Backing up further on to the original topic. I started  with yoga at home. after that I ran for 3  hours and 30 minutes. Of which the first 2 hours where non-stop. When I run I put my consciousness on my body and on my surroundings.

Yoga for more than 3 hours.

It improves my performance.

I have stress at the top of my head. When I open that on the run. It negatively affects the run. It’s like opening the sewers in my head.  I manage not to make it worse, not to add to it. The fallout gives ma bit of stiff shoulders.  Like I wrote before, putting my consciousness on it with being calm and relaxed myself the spot unstiffens to some degree.

Calm and relaxed is not the same. An ice cube is calm but not relaxed. It took me a while the realize the difference. Before that I gave only calm. It did not make things worse but also did not improve. I am learning.

It is not my first and of course not my last run.

ps: 3h30 is about 35 KM for me, currently

Coincidence

Today I read this post. Yesterday evening I went to bar here in Antwerp. I was to late for the live music. The night was not a loss. I stayed until 2 or 3 in the morning talking to some people. Maybe connecting with another through the energy, consciousness and hearing a bit of her thoughts concerning me.

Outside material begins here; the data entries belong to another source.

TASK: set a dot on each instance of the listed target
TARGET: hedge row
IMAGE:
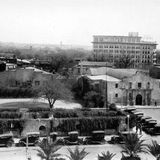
(10, 115)
(5, 125)
(86, 125)
(16, 93)
(60, 113)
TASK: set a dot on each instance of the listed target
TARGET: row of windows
(116, 51)
(124, 47)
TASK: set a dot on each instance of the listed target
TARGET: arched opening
(138, 99)
(42, 130)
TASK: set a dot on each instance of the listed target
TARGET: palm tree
(132, 146)
(77, 154)
(154, 149)
(106, 156)
(48, 150)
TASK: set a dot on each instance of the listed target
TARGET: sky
(76, 21)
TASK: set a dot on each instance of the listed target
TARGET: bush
(86, 125)
(16, 93)
(10, 115)
(5, 125)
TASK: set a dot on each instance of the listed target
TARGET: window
(37, 83)
(130, 85)
(139, 85)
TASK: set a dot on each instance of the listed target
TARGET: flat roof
(104, 78)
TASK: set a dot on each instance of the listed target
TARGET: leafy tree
(48, 150)
(93, 99)
(154, 149)
(106, 156)
(77, 154)
(124, 61)
(132, 146)
(54, 90)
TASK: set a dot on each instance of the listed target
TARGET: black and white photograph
(79, 80)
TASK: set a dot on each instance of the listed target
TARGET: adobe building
(24, 77)
(125, 86)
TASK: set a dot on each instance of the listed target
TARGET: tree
(93, 99)
(124, 61)
(106, 156)
(77, 154)
(48, 150)
(54, 90)
(132, 146)
(154, 149)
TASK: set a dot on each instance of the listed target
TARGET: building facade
(125, 86)
(115, 46)
(140, 89)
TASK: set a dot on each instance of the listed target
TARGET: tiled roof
(116, 73)
(91, 63)
(104, 78)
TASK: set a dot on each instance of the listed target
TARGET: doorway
(138, 99)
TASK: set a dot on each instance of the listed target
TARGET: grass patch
(28, 105)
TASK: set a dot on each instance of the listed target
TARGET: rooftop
(104, 78)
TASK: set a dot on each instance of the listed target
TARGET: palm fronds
(76, 154)
(133, 145)
(106, 156)
(154, 149)
(48, 150)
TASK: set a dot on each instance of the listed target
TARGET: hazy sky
(76, 21)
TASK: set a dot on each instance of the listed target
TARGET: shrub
(10, 115)
(86, 125)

I had a dialogue with the man next to me about people. It was difficult to put in to words what I wanted to say. I started talking about it using economy, but that puts up the right or wrong of the economy. That was not what I wanted to talk about.
No. What I wanted to talk about is not exclusive to the economy.
We are al in roles. a treadmill. The Stanford University prison experiment shows that. Other psychological experiments also show it.  Every role puts blinders on. The blinders makes us zombies. Blind to what we do. Only seeing the seeming need that needs to get done. Our fellow humans fall by the wayside. Ourselfs falls by the wayside.

As a child we question not our parents over what they give us. We question not our teachers. Our parents do not question what they give us. Growing up we are told , taught, disciplined how to life. Step outside that how and they retaliate. Besides that we also have desires and talents.Which we inherit. We are brought up in a world where all those that are not family have to pay. A friend may get free access or discount.
Why ?
It is written in the post. Hierarchy of openness. ( read it)
Why is that ?

The problem is deeper than humans. Deeper than mammals. Maybe deeper than plants.
All animals have that hierarchy of openness. What I wanted to talk about was not even exclusive to humans.

solutions: escape,hide,shield or fight,struggle or solve. Only the full truth solves it ones and for all.
Humans we are. One can only start from where one is. Solving the problems of our society ones and for all is to solve ourselfs.